«O que acontece com os Anonymous é que a actividade criminosa aparece associada a um glamour tecnológico que nos deixa babados de reverência perante a modernidade dos instigadores do crime e incapazes de ultrapassar o mesmo nível de micro-pensamento que leva muita gente a considerar que há aqui uma qualquer “luta” com significado social. Não há, nem luta, nem protesto, mas arrogância (o vídeo dos Anonymous é um exercício insuportável de arrogância vanguardista (…)»
P.P. in Abrupto
… E, como gado a caminho do tanque-banheiro
[sim! que o gado não vai; ir implica saber para quê e/ou para onde. Ora, o gado, não sabe; o gado está na manga (de acesso ao tanque banheiro) e, mesmo aí, se o primeiro não resolve desandar nenhum outro faz diferente. O gado não raciocina; reage. Reage ao estímulo do grito “Fogo!”, ao “Agarra, que é ladrão!” como reage ao lego pedagógico-didáctico de um “investigador” especializado [uma espécie de dervixes pós-modernos] em conspirações d’ Aquém (para não ser d’Além) assim como reage à “picadela” da taser de baixa voltagem. Mas também reage muito bem (a comprovação está disponível: basta, de quando em vez, fazer um voo rasante para tirar uma panorâmica ao Facebook) ao suscitado por titeriteiros que, em toques discretos, lhes imprimem os movimentos que desejam.],
uma enorme mole que se crê da “média”, informada (?!), consciente (perguntem-lhes de quê), “lutadora”, com ideais (e filhos!) que pretende que isto e aquilo venham a ser melhores do que são, etc… segue-os, linka-os, publicita-os,…

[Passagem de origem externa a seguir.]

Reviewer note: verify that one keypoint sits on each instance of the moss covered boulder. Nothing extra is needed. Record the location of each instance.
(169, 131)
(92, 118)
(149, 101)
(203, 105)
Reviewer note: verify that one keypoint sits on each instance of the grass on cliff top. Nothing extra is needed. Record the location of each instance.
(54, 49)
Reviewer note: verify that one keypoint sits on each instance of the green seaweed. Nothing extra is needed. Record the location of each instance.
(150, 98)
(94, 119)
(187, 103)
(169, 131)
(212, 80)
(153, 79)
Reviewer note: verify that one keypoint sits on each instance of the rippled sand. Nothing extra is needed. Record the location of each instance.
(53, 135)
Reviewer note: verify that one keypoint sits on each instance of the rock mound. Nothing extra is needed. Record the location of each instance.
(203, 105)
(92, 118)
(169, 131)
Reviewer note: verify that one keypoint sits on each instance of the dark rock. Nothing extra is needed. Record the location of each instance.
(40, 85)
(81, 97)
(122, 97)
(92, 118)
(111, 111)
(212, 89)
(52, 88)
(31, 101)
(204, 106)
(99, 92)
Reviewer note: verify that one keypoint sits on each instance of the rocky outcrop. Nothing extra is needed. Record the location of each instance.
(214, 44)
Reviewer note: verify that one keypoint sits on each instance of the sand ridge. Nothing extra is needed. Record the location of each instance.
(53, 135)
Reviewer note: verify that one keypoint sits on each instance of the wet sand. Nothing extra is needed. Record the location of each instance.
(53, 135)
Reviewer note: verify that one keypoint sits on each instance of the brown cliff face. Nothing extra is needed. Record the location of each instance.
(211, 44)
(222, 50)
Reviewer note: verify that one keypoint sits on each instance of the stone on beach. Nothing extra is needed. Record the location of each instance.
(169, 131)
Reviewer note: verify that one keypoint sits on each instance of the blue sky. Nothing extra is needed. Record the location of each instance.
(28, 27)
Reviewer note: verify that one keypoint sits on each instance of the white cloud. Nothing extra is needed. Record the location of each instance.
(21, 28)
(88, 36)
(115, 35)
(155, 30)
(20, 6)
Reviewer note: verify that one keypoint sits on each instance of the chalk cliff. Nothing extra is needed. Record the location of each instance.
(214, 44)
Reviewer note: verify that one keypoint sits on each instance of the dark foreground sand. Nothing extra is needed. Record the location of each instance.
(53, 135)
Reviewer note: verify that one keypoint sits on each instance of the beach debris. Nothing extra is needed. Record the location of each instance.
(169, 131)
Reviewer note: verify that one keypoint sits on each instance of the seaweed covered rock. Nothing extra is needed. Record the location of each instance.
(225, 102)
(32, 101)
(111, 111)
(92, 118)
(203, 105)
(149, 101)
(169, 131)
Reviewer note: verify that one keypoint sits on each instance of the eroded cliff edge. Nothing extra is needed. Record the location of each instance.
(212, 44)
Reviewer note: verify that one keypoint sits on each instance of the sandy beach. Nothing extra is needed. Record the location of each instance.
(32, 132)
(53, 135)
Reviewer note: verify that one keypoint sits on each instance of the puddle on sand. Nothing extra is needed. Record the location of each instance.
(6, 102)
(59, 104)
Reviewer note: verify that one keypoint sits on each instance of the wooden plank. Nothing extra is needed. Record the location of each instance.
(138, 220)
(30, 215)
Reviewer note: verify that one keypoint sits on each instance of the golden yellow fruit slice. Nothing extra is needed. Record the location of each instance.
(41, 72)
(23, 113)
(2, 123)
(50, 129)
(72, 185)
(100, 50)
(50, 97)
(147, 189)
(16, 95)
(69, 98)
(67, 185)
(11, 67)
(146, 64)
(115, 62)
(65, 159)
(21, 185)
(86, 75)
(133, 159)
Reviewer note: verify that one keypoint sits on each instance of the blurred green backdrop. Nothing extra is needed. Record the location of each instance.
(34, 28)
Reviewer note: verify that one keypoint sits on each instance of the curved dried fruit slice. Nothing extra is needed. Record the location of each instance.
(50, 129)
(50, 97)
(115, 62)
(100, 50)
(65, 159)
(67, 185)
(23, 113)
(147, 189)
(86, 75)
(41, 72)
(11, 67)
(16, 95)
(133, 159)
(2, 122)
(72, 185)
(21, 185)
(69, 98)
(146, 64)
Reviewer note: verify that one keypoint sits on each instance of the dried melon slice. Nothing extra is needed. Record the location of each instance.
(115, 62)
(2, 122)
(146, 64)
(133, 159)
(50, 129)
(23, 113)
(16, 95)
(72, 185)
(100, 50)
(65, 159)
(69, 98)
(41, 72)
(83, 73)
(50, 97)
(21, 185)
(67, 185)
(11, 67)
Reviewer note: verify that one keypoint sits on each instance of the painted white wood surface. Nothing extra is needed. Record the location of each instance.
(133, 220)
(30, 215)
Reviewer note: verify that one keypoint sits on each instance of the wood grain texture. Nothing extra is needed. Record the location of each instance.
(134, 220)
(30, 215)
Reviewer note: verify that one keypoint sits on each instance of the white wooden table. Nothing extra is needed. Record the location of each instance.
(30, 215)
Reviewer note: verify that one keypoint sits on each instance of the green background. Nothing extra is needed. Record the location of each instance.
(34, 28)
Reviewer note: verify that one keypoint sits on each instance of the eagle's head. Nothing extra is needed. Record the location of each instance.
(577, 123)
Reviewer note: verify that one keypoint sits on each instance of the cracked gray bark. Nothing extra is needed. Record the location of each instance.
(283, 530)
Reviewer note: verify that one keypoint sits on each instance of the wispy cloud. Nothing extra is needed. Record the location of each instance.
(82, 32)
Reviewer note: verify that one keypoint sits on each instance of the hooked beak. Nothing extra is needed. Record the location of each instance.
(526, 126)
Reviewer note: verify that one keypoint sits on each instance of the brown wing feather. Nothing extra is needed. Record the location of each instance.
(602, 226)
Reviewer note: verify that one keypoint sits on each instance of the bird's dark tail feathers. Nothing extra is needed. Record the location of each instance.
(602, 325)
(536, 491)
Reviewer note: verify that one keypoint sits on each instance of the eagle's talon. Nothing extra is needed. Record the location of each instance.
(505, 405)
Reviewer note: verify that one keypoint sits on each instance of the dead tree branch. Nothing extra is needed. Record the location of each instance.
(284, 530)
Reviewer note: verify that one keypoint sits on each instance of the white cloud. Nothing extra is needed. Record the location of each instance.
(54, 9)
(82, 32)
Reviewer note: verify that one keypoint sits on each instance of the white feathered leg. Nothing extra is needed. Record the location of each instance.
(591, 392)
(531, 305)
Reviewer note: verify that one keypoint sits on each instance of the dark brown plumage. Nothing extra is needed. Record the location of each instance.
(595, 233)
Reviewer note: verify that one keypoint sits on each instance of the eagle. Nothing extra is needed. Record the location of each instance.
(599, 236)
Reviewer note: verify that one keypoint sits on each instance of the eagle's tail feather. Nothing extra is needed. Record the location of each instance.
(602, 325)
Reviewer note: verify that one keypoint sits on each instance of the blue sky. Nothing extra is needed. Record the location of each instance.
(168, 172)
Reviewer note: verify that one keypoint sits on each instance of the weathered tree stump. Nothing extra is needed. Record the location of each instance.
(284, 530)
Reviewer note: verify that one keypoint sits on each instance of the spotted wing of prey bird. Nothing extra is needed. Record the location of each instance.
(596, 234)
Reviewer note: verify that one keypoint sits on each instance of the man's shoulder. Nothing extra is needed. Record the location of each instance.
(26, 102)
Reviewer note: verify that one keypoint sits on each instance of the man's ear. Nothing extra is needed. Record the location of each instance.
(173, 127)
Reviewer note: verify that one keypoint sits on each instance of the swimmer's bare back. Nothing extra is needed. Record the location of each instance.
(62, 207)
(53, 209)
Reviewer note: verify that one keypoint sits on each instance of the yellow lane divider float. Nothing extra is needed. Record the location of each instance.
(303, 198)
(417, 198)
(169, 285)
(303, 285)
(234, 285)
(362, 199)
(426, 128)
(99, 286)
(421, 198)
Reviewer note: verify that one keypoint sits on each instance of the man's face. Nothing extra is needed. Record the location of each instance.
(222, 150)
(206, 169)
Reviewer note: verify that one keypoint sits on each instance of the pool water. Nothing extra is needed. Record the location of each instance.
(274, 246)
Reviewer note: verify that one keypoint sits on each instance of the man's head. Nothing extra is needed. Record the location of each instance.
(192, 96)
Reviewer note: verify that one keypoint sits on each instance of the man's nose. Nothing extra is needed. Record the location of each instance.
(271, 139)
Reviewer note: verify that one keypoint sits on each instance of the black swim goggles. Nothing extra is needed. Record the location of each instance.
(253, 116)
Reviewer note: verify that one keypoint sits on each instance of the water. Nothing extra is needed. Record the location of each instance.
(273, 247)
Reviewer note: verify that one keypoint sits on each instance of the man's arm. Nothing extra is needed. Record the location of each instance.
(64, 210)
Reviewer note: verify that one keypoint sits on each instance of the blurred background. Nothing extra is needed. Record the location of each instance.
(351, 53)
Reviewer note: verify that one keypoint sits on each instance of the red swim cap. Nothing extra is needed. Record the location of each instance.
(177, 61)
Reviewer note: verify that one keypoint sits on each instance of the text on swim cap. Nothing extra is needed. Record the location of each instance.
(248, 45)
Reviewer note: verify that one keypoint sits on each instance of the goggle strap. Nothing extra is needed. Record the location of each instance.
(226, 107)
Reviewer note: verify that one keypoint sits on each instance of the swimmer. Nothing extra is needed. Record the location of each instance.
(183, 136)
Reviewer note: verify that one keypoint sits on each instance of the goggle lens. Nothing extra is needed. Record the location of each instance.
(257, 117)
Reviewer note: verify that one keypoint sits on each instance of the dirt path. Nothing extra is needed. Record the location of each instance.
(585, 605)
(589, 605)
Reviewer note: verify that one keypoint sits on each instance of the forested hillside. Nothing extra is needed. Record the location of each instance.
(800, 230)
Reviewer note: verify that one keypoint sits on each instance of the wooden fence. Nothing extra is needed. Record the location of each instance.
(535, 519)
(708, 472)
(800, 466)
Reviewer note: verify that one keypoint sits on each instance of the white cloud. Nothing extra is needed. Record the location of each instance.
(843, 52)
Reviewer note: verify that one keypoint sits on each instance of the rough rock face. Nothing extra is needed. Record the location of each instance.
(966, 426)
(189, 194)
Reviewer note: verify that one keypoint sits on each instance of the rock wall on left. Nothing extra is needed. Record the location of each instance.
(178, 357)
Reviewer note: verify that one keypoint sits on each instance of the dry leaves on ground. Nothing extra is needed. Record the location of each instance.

~ Nada disto te espante: a realidade tem dois rostos, os homens também ~
que outra coisa é senão imagem espelhada daquilo com que o pai do sultão Malikshah, um milénio antes de Maquiavel fazer o brilharete e a oferenda ao príncipe, o tentou precatar
«Quando tiveres implantado espiões por toda a parte, os teus amigos de nada desconfiarão, visto saberem-se fiéis. Os traidores acautelar-se-ão. Eles pretenderão subornar os informadores. Pouco a pouco, começarás a receber relatórios desfavoráveis aos teus amigos, favoráveis aos teus inimigos. As palavras, boas ou más, são como flechas: quando se disparam várias há sempre uma que atingirá o alvo. Nessa altura o teu coração fechar-se-á aos teus amigos e os traidores ocuparão o lugar deles a teu lado. Que restará do teu poderio?»
Esta gente não sabe quem são os titeriteiros quanto mais os mecenas. As turbas jamais filosofarão.